3. Le capitalisme autorise la meilleure conciliation des finalités sociales, économiques et politiques d’une société

Le capitalisme a fréquemment été dénoncé pour son affirmation du primat de la richesse et sa négligence d’autres finalités. Cette critique méconnaît deux éléments essentiels.

• Le capitalisme est, en soi, non pas une philosophie, mais un système économique compatible avec plusieurs types de structures juridiques, sociales, mentales : il n’exclut que les idéologies qui le nient pour l’avoir assimilé à des régimes et à des idées politiques particulières, alors qu’il se veut conciliable — en Suède par exemple — avec une socialisation poussée ; dans les pays sous-développés, on ne saurait le rendre responsable de l’archaïsme de structures qui, précisément, ne sont pas imprégnées de l’esprit d’entreprise.

L’utilisation qui est faite des règles du jeu capitaliste n’appartient qu’aux dirigeants politiques ; il est vrai, cependant, que le capitalisme, fondé sur l’autonomie des choix, est plus facilement identifiable aux doctrines de l’individualisme : il n’est pas, pour autant, exact d’affirmer que des finalités sociales lui sont, par leur objet, étrangères.

• L’argument selon lequel le mécanisme du marché, en équilibrant l’intérêt des producteurs et celui des consommateurs, satisfait, par là même, l’intérêt général doit être nuancé : car il est exact que le marché n’enregistrera la pression que sur la demande solvable ; mais il est vrai aussi que les entreprises trouvent donc avantage à l’accroissement de cette demande solvable, car elles ne survivraient pas à une déflation des salaires. En ce sens, le capitalisme réconcilie le « social » et l’ « économique » : en distribuant de plus hauts revenus, les entreprises préservent leur prospérité future ; il est admis, de même, que les dépenses improductives dans l’immédiat (investissements sociaux par exemple) peuvent stimuler une reprise économique et posent, en tout cas, les bases (sanitaires, culturelles, scientifiques) sans lesquelles le développement se heurterait, un jour, à des goulets d’étranglement.

Le capitalisme reste, en tout état de cause, le système qui s’est révélé le plus souple pour répondre aux contraintes, quelquefois contradictoires, du progrès technologique et du plein emploi. La prédiction d’un échec inévitable ne peut que faire place au constat d’un succès incontestable : les apologies modernes du capitalisme se fondent ainsi tout autant sur l’analyse théorique que sur l’examen des faits ; les taux de croissance des économies libérales depuis la fin de la Seconde Guerre mondiale semblent apporter la preuve de la supériorité d’un système dont la logique recouvre une grande diversité de modèles de croissance adaptés aux réalités nationales ; le « miracle économique allemand », le redressement français, le développement spectaculaire de l’économie japonaise résultent de facteurs très différents.

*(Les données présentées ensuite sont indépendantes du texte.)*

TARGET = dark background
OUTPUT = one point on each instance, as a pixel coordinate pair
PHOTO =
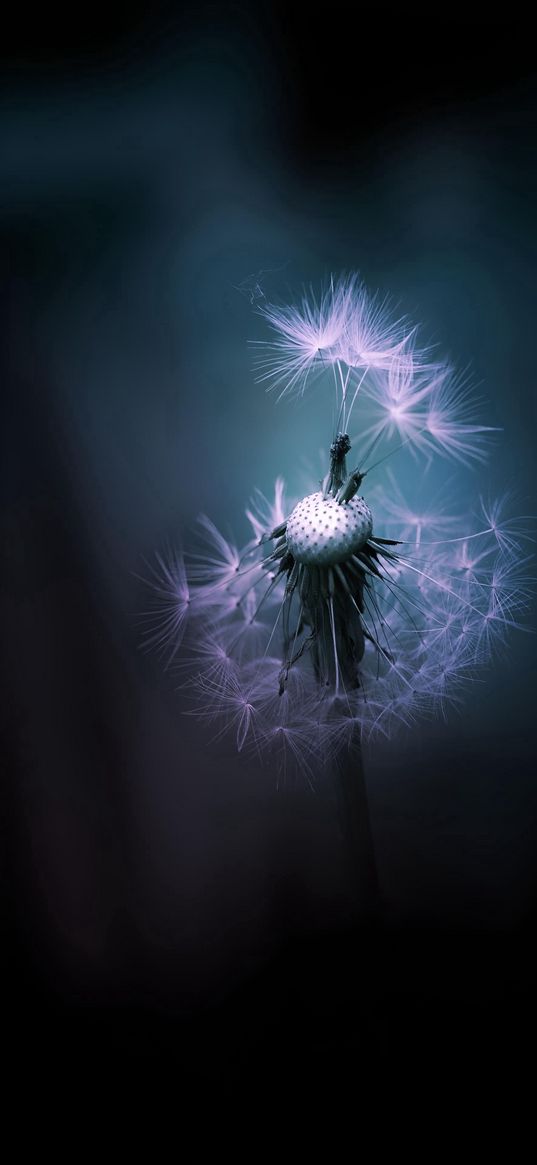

De plus, les récentes mutations de certaines économies socialistes qui tendent à réhabiliter des critères d’appréciation de la gestion proches de ceux qui sont utilisés par les entreprises capitalistes paraissent, aux yeux de nombreux libéraux, un aveu définitif qui pourrait préparer, à plus ou moins long terme, la résurgence de la propriété privée.